Dans sa réponse à une question du député vert’libéral Daniel Savary, le gouvernement cantonal indique que la cession des titres à Pimpco SA, une société appartenant à la famille d’Albert Michel, ne peut pas être assimilée à un délit d’initié. Il souligne qu’Albert Michel, alors président du conseil d’administration de la BCF, s’était formellement récusé lors des discussions portant sur la valorisation des actions.
L’exécutif relève également que l’opération n’a fait l’objet d’aucune remarque de l’Autorité fédérale de surveillance des marchés financiers (FINMA).
L’affaire avait refait surface à la suite d’une enquête publiée par La Liberté, qui révélait que la BCF avait cédé la quasi-totalité de sa participation dans le club à Pimpco SA. Selon plusieurs sources citées par le quotidien, le prix de vente aurait été essentiellement symbolique.
Le Conseil d’État rappelle toutefois qu’au moment de la transaction, début 2019, Fribourg-Gottéron enregistrait des pertes récurrentes, avec un déficit annuel moyen supérieur à 250’000 francs sur les cinq exercices précédents. La valeur de la société était donc limitée à cette période.

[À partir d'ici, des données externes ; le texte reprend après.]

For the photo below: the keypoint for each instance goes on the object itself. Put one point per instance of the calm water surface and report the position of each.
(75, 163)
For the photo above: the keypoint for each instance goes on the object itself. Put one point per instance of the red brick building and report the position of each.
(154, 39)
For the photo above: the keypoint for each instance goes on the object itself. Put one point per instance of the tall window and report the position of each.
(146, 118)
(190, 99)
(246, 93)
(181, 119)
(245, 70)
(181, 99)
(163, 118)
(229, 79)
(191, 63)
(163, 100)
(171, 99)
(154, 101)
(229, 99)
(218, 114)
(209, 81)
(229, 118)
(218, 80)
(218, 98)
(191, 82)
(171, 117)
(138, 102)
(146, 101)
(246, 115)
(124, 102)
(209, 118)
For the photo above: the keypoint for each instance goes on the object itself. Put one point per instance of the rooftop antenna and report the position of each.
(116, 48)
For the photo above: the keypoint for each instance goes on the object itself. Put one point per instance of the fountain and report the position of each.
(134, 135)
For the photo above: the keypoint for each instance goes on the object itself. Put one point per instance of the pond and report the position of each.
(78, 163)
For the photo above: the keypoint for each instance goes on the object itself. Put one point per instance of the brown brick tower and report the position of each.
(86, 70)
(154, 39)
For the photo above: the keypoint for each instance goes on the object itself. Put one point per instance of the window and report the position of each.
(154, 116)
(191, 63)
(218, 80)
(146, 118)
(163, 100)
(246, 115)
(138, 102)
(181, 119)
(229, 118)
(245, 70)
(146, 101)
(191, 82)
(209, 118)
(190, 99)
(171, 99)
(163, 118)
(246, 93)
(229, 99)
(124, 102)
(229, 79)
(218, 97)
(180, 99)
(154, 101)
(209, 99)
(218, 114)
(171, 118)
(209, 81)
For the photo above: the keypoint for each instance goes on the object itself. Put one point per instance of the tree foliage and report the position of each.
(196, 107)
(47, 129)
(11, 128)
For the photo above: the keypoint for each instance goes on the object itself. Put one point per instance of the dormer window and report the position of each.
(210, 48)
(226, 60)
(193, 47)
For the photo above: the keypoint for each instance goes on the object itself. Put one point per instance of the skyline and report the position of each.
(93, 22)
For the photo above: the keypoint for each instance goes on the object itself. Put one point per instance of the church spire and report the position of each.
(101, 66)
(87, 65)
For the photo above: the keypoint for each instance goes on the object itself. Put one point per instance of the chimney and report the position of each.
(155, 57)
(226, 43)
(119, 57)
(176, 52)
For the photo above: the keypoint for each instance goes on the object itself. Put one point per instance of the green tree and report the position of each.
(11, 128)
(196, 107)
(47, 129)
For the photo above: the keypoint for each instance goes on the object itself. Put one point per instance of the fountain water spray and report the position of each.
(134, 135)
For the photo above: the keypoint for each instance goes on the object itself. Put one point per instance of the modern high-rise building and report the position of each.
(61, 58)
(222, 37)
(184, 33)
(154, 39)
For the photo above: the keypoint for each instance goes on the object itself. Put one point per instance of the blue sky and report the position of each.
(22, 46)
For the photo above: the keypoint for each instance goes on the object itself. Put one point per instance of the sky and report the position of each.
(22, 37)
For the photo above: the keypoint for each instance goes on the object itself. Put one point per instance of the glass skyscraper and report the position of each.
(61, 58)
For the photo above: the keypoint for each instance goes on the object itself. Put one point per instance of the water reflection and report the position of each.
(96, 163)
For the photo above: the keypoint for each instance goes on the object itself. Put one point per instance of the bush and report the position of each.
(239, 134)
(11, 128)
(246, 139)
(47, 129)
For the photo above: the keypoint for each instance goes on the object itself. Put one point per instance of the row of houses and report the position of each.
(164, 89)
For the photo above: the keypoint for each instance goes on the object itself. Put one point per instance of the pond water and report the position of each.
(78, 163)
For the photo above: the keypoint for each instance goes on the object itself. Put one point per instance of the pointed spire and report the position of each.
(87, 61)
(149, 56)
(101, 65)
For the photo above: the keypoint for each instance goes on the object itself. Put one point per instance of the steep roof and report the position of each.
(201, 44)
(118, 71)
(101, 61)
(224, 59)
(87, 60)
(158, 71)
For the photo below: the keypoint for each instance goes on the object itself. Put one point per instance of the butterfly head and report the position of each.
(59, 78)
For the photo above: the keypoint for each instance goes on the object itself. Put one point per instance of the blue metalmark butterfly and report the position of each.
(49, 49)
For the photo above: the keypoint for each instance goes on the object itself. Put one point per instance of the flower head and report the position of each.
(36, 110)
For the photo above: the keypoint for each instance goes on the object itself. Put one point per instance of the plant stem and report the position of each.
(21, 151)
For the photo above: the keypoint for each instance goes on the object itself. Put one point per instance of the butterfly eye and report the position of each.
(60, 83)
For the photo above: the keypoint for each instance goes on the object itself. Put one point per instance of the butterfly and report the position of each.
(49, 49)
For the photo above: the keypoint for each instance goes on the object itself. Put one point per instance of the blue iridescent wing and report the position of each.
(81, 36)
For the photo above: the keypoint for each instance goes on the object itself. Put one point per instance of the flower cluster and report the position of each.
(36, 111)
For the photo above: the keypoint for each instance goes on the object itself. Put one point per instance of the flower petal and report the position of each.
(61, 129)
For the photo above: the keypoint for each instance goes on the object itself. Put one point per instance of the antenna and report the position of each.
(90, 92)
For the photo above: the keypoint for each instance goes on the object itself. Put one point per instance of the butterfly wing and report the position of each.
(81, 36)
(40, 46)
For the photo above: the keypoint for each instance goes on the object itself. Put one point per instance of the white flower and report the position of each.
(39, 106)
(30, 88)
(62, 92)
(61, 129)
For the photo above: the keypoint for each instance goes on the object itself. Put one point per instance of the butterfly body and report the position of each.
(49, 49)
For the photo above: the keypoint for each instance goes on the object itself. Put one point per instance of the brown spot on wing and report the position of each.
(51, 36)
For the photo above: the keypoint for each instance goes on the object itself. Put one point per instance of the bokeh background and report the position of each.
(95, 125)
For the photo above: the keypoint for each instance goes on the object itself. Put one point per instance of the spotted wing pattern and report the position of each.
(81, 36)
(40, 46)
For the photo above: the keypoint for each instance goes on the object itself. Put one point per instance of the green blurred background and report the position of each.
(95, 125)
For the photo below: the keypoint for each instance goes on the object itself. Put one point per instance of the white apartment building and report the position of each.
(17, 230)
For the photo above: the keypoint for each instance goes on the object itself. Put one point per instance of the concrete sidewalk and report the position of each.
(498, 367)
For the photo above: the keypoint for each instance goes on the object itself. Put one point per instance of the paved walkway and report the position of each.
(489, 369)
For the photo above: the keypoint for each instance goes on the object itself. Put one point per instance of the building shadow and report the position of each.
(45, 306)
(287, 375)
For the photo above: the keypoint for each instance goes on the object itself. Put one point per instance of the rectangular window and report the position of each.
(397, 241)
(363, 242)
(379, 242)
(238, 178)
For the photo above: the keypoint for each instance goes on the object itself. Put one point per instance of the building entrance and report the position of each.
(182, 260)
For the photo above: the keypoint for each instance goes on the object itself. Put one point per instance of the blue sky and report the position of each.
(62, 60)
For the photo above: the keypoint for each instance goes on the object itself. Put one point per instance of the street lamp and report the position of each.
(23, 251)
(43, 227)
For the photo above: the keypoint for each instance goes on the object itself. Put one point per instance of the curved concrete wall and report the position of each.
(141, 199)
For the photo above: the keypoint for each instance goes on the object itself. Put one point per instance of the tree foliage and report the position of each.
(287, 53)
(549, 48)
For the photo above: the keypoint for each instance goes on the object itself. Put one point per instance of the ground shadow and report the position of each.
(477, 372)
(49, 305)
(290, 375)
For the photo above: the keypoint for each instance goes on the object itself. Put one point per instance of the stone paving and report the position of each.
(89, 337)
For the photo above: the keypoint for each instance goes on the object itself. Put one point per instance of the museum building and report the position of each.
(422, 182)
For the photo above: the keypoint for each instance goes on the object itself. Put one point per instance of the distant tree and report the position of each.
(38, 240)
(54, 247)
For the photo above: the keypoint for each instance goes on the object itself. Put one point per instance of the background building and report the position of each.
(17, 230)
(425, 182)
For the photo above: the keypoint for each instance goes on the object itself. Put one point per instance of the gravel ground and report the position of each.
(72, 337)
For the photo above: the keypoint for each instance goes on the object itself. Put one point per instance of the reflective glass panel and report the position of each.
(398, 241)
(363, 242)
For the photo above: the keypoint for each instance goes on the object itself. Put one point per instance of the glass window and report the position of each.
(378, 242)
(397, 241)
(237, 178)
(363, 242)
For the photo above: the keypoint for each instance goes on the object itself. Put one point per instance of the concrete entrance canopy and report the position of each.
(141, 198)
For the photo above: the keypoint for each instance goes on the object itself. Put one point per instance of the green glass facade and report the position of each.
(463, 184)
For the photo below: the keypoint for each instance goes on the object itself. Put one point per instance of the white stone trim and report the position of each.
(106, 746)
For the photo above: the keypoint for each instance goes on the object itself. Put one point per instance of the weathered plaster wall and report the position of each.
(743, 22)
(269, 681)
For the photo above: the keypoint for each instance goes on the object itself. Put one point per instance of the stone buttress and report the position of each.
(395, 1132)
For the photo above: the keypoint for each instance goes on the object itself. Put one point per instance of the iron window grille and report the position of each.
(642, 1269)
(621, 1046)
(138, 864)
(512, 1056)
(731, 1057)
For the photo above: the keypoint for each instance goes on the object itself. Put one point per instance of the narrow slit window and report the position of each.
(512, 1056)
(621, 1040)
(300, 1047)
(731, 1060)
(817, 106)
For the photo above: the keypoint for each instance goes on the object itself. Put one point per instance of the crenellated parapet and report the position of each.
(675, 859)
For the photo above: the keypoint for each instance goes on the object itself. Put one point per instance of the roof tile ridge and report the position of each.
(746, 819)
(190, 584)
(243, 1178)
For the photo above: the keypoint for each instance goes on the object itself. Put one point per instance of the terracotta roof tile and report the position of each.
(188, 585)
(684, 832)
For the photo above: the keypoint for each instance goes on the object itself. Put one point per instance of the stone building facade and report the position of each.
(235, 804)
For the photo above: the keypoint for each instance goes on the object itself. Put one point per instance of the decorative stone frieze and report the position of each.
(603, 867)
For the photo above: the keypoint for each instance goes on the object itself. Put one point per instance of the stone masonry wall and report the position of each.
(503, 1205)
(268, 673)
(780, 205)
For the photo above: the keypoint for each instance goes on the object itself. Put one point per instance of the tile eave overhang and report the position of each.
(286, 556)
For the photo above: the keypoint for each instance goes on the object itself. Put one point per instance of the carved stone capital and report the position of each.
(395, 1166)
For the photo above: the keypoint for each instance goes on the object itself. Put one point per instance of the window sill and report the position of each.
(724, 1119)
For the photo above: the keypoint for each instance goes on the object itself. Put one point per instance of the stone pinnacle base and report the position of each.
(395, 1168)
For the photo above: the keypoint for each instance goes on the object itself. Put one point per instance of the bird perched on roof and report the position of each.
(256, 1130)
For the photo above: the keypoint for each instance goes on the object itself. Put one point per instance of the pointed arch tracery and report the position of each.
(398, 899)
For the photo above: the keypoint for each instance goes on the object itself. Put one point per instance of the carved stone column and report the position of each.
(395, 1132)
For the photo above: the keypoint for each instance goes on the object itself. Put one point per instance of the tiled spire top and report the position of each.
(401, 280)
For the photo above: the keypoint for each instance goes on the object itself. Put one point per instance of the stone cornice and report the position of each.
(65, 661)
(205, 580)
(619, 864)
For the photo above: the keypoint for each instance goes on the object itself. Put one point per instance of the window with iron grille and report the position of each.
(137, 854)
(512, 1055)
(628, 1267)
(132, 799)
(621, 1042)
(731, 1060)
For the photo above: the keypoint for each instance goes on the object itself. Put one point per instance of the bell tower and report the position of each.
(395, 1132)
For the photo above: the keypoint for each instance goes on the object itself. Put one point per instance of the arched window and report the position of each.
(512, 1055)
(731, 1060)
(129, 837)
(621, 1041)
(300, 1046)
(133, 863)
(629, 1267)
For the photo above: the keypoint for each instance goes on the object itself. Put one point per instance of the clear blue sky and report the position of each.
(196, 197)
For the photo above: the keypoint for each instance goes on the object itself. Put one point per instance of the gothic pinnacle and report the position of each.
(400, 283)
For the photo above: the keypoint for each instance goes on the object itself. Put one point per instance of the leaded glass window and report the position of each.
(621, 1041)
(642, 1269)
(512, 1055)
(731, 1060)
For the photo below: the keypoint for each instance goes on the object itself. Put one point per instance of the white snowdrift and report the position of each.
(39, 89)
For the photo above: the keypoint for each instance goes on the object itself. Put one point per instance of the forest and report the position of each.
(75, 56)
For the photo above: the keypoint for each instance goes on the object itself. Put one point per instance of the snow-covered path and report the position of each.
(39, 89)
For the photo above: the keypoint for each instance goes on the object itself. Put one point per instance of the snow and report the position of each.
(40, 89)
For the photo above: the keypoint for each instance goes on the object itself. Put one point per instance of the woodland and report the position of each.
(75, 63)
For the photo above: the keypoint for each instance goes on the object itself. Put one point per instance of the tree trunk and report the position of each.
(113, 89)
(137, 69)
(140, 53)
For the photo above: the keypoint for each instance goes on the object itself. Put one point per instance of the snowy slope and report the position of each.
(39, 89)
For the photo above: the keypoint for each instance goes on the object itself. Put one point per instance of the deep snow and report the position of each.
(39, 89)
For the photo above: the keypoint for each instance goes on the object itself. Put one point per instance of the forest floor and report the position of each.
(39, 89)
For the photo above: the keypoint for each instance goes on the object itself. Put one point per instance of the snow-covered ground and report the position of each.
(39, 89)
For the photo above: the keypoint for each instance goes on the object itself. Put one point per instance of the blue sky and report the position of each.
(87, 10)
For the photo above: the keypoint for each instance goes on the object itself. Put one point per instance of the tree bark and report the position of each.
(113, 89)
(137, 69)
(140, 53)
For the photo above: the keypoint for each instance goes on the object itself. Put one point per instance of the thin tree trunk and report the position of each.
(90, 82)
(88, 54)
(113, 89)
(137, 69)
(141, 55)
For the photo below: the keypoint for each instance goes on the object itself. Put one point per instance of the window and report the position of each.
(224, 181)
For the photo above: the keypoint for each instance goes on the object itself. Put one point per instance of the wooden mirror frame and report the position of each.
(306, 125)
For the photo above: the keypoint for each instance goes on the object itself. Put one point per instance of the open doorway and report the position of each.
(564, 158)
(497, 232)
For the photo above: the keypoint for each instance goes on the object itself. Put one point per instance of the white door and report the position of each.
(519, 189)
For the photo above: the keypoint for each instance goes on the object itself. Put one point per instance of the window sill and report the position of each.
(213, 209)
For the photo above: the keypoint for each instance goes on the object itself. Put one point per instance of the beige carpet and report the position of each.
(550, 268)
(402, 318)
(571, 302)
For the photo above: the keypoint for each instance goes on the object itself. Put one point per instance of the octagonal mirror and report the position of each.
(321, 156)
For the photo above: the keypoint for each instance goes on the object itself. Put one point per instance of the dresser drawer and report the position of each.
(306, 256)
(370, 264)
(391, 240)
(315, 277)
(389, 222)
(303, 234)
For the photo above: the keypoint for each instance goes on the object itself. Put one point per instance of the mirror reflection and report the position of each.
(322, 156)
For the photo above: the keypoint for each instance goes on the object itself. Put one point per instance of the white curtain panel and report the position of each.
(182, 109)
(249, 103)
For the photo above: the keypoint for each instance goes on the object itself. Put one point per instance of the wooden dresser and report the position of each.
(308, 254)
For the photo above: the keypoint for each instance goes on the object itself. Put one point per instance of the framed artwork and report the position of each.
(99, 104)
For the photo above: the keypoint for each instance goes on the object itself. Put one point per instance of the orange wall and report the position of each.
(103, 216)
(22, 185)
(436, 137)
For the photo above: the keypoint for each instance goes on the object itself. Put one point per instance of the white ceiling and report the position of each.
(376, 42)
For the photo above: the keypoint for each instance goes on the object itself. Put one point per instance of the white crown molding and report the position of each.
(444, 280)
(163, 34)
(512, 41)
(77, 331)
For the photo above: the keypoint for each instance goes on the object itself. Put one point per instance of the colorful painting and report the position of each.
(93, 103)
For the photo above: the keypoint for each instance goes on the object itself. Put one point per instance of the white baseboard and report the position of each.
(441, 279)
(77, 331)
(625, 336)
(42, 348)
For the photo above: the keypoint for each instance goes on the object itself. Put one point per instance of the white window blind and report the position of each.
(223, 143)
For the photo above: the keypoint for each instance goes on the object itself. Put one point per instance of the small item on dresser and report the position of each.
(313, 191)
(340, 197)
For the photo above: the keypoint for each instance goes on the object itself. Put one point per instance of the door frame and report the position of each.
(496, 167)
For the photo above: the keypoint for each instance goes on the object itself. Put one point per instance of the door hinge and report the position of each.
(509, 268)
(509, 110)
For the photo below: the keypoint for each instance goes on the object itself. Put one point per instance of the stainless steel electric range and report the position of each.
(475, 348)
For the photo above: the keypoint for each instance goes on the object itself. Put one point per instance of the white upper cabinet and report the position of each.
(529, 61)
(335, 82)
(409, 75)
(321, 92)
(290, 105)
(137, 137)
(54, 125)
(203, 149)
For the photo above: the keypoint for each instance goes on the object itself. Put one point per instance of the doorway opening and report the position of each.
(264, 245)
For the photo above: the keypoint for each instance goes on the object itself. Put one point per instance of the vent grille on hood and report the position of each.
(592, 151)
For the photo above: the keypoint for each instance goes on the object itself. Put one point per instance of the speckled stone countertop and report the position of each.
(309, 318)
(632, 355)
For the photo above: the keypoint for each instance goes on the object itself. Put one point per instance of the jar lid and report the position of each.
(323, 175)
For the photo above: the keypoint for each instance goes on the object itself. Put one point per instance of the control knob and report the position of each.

Le député Daniel Savary estimait néanmoins que le potentiel de développement économique du club était déjà connu, notamment grâce au projet de transformation de la BCF Arena, piloté à l’époque par Albert Michel. Selon La Liberté, la participation vendue représentait environ 20 % du capital-actions du club, devenu depuis champion de Suisse pour la première fois de son histoire.